Mechanics of materials
Learning a hyperelastic constitutive model from 3D experimental data
Published on - Computer Methods in Applied Mechanics and Engineering
A hyperelastic constitutive law is experimentally learned and validated from three-dimensional full-field kinematic data. 3D-printed thermoplastic polyurethane specimens were subjected to monotonic uniaxial tension within a laboratory micro-computed tomography system. Global Digital Volume Correlation yields volumetric displacement fields, reaching up to 35% axial strain. A Physics-Augmented Neural Network (PANN) architecture, embedding polyconvexity constraints through an input-convex neural network, is trained in an unsupervised manner by enforcing mechanical equilibrium via the EUCLID loss, using only measured displacements and global reaction forces.
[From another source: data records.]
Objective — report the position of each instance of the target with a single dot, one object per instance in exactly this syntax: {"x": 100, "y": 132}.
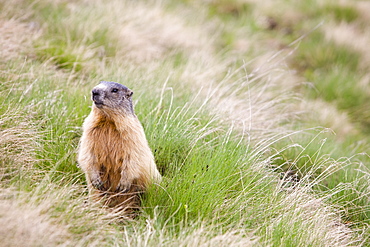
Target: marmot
{"x": 113, "y": 151}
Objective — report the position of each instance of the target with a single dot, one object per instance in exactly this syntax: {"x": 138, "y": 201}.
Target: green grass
{"x": 226, "y": 174}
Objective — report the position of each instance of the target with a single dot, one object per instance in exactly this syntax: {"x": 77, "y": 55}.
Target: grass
{"x": 242, "y": 163}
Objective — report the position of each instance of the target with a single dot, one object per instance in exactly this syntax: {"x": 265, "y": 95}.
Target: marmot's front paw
{"x": 123, "y": 186}
{"x": 97, "y": 183}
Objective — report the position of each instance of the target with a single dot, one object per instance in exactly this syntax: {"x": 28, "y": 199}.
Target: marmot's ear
{"x": 129, "y": 93}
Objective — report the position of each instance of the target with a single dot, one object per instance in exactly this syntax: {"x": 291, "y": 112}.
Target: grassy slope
{"x": 221, "y": 109}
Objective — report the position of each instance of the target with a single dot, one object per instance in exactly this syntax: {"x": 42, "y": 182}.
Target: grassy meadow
{"x": 257, "y": 112}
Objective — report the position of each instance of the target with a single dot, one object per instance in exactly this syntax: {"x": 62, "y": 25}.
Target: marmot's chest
{"x": 110, "y": 146}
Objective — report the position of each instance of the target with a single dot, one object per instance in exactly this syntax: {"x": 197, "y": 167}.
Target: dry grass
{"x": 255, "y": 99}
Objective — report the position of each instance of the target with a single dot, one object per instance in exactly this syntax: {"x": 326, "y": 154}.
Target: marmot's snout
{"x": 96, "y": 96}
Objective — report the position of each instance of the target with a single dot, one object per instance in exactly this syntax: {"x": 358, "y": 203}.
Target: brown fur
{"x": 115, "y": 155}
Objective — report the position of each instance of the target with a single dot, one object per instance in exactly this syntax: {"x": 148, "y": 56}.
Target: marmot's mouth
{"x": 98, "y": 104}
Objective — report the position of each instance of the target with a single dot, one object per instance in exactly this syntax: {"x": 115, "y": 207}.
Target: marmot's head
{"x": 112, "y": 97}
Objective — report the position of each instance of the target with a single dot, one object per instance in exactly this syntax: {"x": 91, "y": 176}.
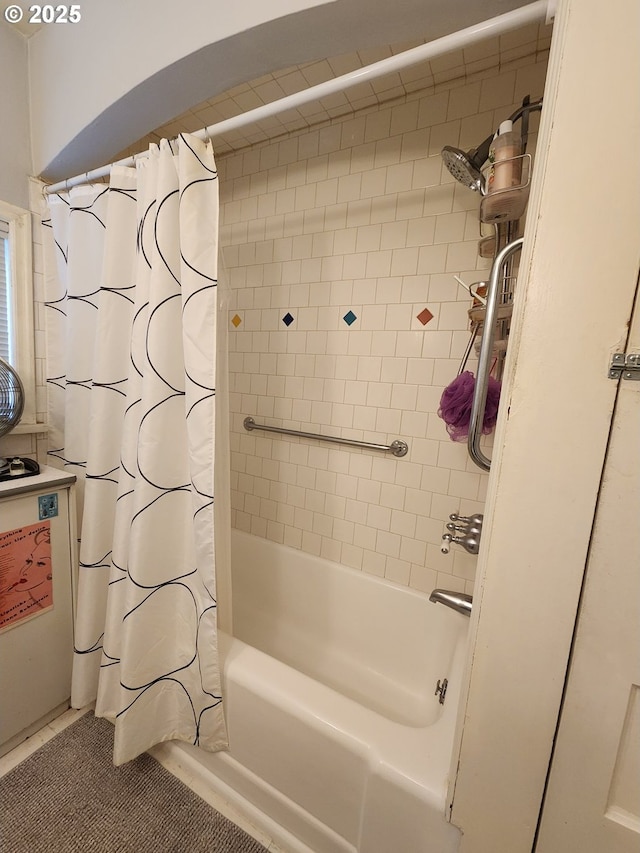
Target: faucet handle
{"x": 474, "y": 520}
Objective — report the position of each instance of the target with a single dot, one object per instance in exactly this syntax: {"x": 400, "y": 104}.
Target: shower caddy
{"x": 492, "y": 309}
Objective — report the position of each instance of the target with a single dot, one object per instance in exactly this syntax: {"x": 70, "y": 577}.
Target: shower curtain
{"x": 131, "y": 275}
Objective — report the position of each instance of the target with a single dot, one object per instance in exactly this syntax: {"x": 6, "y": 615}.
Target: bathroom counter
{"x": 48, "y": 478}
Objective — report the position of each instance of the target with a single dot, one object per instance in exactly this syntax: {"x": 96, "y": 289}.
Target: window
{"x": 16, "y": 301}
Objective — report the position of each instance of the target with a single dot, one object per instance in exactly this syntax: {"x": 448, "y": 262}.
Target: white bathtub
{"x": 338, "y": 743}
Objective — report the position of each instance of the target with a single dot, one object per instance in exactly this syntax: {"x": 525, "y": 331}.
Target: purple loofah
{"x": 456, "y": 402}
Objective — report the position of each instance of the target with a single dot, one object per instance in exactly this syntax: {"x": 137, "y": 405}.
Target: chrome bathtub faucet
{"x": 458, "y": 601}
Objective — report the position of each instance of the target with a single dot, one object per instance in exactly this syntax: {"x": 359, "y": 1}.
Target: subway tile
{"x": 369, "y": 222}
{"x": 397, "y": 571}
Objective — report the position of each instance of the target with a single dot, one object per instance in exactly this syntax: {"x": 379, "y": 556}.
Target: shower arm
{"x": 479, "y": 157}
{"x": 486, "y": 352}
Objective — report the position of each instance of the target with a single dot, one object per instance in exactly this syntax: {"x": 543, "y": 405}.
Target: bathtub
{"x": 338, "y": 742}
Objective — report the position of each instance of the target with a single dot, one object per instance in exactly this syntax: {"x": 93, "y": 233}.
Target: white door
{"x": 592, "y": 803}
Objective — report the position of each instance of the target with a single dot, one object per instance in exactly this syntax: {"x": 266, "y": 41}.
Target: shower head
{"x": 464, "y": 166}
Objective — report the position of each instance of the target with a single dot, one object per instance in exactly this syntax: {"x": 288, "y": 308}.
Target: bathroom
{"x": 395, "y": 228}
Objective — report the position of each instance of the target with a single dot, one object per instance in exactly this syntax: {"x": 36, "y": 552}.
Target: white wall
{"x": 127, "y": 68}
{"x": 14, "y": 117}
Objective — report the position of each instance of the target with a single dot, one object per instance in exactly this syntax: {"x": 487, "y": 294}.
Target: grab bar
{"x": 397, "y": 447}
{"x": 484, "y": 359}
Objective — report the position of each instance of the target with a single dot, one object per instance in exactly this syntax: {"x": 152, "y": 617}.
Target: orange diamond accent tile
{"x": 424, "y": 316}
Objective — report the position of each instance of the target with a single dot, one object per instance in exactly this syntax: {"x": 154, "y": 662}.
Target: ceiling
{"x": 442, "y": 72}
{"x": 24, "y": 27}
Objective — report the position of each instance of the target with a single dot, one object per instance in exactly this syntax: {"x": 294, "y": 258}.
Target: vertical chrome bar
{"x": 484, "y": 361}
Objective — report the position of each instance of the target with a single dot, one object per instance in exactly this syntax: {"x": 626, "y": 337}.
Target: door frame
{"x": 577, "y": 278}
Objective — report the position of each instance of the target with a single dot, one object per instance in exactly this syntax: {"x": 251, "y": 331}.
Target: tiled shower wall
{"x": 339, "y": 249}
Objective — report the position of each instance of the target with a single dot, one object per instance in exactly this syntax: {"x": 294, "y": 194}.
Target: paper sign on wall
{"x": 26, "y": 580}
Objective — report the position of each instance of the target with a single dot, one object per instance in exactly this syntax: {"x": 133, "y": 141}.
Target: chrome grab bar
{"x": 486, "y": 353}
{"x": 397, "y": 447}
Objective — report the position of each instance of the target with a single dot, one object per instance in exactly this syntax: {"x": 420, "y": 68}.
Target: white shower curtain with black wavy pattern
{"x": 131, "y": 305}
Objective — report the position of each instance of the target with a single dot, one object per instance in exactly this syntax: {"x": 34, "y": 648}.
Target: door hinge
{"x": 625, "y": 366}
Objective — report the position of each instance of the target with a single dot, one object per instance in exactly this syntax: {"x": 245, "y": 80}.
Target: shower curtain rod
{"x": 529, "y": 14}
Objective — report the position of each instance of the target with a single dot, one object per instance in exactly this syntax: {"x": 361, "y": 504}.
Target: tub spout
{"x": 458, "y": 601}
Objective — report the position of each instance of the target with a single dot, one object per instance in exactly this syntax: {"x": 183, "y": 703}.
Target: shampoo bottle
{"x": 505, "y": 172}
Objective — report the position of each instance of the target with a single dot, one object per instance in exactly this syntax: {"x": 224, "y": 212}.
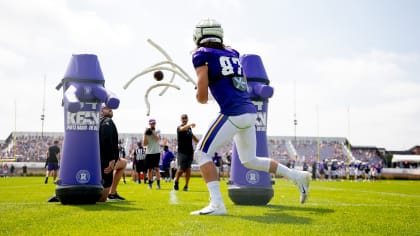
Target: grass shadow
{"x": 284, "y": 215}
{"x": 109, "y": 205}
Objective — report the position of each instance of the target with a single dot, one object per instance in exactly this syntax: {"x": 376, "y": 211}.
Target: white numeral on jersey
{"x": 227, "y": 67}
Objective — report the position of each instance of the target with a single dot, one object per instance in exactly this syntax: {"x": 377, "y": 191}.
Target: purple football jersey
{"x": 226, "y": 80}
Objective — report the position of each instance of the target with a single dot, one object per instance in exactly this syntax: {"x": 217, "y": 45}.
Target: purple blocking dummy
{"x": 80, "y": 180}
{"x": 252, "y": 187}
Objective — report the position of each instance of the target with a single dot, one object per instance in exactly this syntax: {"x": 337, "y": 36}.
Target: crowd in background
{"x": 32, "y": 147}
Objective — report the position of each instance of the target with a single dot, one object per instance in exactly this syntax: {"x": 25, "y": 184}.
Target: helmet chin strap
{"x": 210, "y": 39}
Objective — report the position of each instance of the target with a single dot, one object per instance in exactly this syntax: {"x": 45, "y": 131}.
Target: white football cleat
{"x": 302, "y": 180}
{"x": 212, "y": 209}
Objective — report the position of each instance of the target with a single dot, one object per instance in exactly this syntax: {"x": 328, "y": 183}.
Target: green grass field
{"x": 334, "y": 208}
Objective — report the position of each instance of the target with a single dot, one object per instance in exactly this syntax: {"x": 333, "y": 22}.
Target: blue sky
{"x": 348, "y": 68}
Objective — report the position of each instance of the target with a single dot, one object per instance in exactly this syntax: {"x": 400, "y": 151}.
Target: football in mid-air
{"x": 158, "y": 75}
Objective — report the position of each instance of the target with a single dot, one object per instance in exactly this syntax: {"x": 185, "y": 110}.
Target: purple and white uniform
{"x": 237, "y": 115}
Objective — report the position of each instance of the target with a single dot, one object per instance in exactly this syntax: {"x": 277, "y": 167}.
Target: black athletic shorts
{"x": 141, "y": 166}
{"x": 184, "y": 161}
{"x": 152, "y": 160}
{"x": 106, "y": 178}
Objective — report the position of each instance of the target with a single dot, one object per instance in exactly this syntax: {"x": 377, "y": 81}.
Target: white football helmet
{"x": 208, "y": 29}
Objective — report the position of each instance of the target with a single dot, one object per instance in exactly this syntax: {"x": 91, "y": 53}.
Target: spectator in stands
{"x": 53, "y": 160}
{"x": 185, "y": 154}
{"x": 111, "y": 165}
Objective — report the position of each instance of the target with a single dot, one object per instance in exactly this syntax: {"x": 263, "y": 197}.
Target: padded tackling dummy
{"x": 80, "y": 180}
{"x": 247, "y": 186}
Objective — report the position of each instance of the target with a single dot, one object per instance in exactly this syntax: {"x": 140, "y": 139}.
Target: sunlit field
{"x": 334, "y": 208}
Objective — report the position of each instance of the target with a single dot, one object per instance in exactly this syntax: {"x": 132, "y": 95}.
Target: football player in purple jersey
{"x": 219, "y": 70}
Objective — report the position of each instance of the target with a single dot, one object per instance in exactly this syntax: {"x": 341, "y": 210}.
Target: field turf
{"x": 385, "y": 207}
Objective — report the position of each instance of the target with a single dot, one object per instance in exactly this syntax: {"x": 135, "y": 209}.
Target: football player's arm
{"x": 202, "y": 84}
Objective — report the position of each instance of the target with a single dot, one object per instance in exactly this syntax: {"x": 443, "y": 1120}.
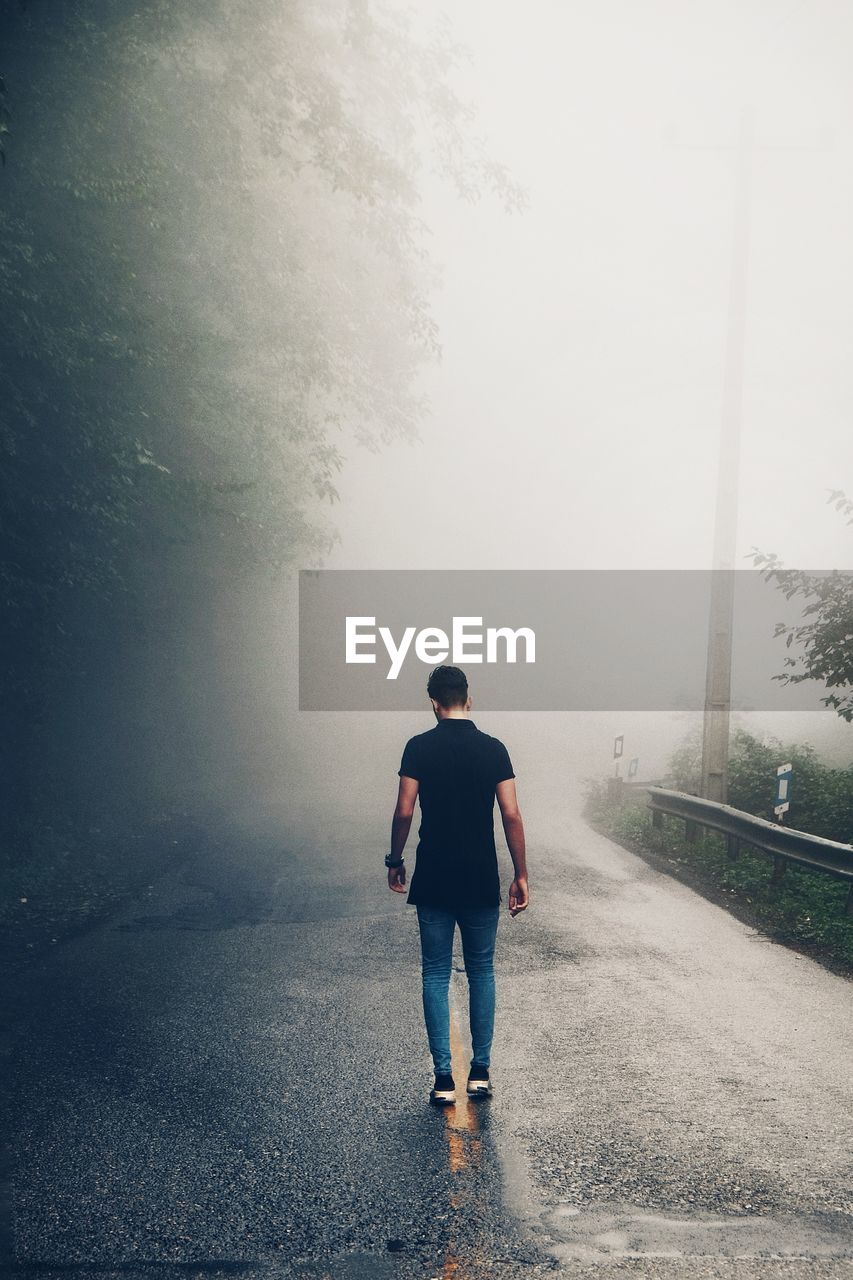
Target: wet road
{"x": 232, "y": 1077}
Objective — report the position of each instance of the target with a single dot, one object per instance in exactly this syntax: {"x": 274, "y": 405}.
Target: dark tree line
{"x": 213, "y": 286}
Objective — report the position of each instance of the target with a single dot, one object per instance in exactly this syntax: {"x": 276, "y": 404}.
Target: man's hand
{"x": 519, "y": 895}
{"x": 397, "y": 878}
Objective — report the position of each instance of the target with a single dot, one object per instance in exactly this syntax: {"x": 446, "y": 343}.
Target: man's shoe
{"x": 443, "y": 1091}
{"x": 478, "y": 1082}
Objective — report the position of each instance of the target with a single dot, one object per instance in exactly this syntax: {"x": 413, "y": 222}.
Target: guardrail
{"x": 781, "y": 844}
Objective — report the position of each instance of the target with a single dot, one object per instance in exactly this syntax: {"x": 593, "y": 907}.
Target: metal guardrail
{"x": 783, "y": 844}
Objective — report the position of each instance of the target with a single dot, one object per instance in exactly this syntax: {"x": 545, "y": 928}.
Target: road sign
{"x": 781, "y": 801}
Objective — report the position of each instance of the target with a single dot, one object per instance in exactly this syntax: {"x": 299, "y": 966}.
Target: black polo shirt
{"x": 457, "y": 768}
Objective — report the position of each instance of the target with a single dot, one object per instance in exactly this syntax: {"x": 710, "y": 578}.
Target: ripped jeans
{"x": 478, "y": 928}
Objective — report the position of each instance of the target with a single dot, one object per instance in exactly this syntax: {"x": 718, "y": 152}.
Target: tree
{"x": 213, "y": 284}
{"x": 828, "y": 638}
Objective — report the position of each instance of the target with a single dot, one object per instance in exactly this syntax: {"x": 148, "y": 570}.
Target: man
{"x": 456, "y": 772}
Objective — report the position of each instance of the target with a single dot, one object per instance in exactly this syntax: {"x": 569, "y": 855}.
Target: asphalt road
{"x": 232, "y": 1077}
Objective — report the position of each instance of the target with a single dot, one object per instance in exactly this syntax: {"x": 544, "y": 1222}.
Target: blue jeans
{"x": 478, "y": 927}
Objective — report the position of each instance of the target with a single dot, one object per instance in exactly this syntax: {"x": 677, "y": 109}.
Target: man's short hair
{"x": 448, "y": 686}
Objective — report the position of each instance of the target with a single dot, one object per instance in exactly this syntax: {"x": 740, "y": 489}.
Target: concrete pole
{"x": 717, "y": 690}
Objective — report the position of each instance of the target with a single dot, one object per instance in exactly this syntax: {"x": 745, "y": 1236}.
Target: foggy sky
{"x": 578, "y": 401}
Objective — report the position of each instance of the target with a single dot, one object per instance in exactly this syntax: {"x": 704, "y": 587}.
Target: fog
{"x": 575, "y": 412}
{"x": 574, "y": 416}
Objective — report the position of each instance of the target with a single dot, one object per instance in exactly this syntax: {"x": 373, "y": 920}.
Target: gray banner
{"x": 585, "y": 639}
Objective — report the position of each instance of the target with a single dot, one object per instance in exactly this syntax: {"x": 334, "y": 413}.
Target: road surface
{"x": 232, "y": 1077}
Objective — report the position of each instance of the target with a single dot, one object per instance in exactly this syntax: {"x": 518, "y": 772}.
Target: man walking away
{"x": 456, "y": 772}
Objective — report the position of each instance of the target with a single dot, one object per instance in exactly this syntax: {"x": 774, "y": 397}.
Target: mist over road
{"x": 232, "y": 1074}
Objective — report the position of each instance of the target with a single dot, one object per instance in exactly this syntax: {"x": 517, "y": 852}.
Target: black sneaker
{"x": 443, "y": 1091}
{"x": 478, "y": 1082}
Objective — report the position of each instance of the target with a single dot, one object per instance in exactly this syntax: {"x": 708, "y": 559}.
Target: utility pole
{"x": 717, "y": 688}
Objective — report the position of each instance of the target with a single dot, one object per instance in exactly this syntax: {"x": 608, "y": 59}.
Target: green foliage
{"x": 828, "y": 638}
{"x": 804, "y": 908}
{"x": 821, "y": 796}
{"x": 214, "y": 286}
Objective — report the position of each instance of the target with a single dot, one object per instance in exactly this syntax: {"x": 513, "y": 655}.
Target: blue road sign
{"x": 781, "y": 803}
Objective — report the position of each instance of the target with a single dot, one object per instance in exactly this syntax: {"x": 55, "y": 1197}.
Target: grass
{"x": 806, "y": 909}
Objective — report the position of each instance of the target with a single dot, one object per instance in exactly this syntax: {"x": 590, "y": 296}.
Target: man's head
{"x": 447, "y": 689}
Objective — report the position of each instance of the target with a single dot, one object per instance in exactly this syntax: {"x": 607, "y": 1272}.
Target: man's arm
{"x": 400, "y": 828}
{"x": 514, "y": 832}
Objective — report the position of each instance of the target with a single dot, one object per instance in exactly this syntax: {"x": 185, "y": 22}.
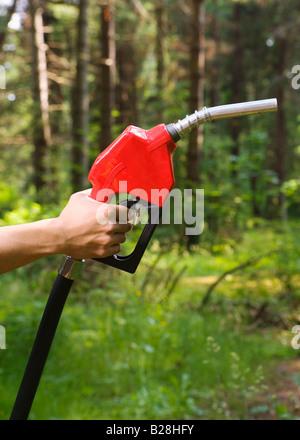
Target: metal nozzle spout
{"x": 221, "y": 112}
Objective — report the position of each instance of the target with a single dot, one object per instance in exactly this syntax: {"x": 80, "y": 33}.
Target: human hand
{"x": 90, "y": 229}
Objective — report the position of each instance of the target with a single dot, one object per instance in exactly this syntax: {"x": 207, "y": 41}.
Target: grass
{"x": 130, "y": 349}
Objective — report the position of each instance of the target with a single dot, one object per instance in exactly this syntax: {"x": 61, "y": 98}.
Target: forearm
{"x": 23, "y": 244}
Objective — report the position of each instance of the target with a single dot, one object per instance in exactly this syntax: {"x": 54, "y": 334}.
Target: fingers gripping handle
{"x": 129, "y": 263}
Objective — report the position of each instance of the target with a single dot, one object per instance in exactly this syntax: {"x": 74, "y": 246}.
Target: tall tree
{"x": 41, "y": 125}
{"x": 160, "y": 13}
{"x": 236, "y": 81}
{"x": 108, "y": 66}
{"x": 197, "y": 76}
{"x": 81, "y": 101}
{"x": 126, "y": 65}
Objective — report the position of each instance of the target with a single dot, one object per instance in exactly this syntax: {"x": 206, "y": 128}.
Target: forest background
{"x": 204, "y": 328}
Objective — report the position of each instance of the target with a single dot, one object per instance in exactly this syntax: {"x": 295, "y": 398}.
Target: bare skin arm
{"x": 82, "y": 230}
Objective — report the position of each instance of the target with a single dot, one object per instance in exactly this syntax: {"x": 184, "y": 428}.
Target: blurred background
{"x": 203, "y": 330}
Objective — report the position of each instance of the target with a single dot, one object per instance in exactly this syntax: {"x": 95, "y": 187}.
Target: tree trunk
{"x": 126, "y": 92}
{"x": 197, "y": 65}
{"x": 160, "y": 57}
{"x": 108, "y": 72}
{"x": 81, "y": 102}
{"x": 41, "y": 124}
{"x": 3, "y": 32}
{"x": 281, "y": 138}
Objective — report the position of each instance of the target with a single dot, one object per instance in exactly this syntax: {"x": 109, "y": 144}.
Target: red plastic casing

This three-dimensional formulation eliminates the need for depth-related assumptions inherent in 2D measurements and provides improved representation of boundary conditions, which is critical for equilibrium-based training. For comparison, Neo-Hookean and Saint-Venant-Kirchhoff models are identified in parallel. The PANN achieves superior equilibrium satisfaction, outperforming both linear and Neo-Hookean benchmarks. In addition to the original specimen, a second experiment on a different sample was performed under comparable loading conditions. This configuration provides an independent validation dataset acquired under slightly varying experimental conditions, thereby testing the robustness and transferability of the learned constitutive model. This work presents the first experimental demonstration of unsupervised PANN model training and establishes a practical protocol for data-based hyperelastic characterization from volumetric measurements.